In this mood, I soon became drunk. Then, I was a little less sober, and then I didn't know where I was.

It stands to reason that people like me, under normal circumstances, would not be the No-liquor that would have happened, and that was really a rumored thing. But tonight I'm really sad. That's why it's what leads to such a state. I was in a daze, and I even felt a kind of resentment in my heart.

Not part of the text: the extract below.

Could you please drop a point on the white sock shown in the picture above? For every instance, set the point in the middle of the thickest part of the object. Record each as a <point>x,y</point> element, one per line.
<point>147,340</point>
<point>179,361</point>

I think I'm good enough for Jiang Lele. There are so many women around me, and I don't even look at them twice, you now, what do you mean? Am I not cherishing you enough?

In this blur, waking up in the middle of the night, I suddenly felt a chill around my body. It seemed that a body with a special aura appeared next to me.

This chill immediately reminded me of Jiang Lele. I was overjoyed. It seems that Jiang Lele still doesn't have that...... She ended up with me. Well, it must be that her skin is relatively thin, so she deliberately looks like this. She persuaded her to drink so earnestly before, but also to let this group of people fall asleep, so that she and I would not have any psychological burden.

The more I think about it, the more likely it is. I couldn't wait, so I just touched the side with my hand, and soon climbed the two peaks. Immediately, I was slightly stunned, why did I feel bigger to the touch?

However, I thought that I was in a drunken state now, and maybe there would be some negligence. I didn't think much of it, I just kept stroking. My emotions slowly brewed, and eventually, it turned into a wave of eagerness, and I directly pressed against the soft body next to me. Then, I was more like a contented child, tirelessly exploring this new world.

After all, it's been so long, and I really think about it. My whole being was dominated by that intense burning lust. I sank into it more and more.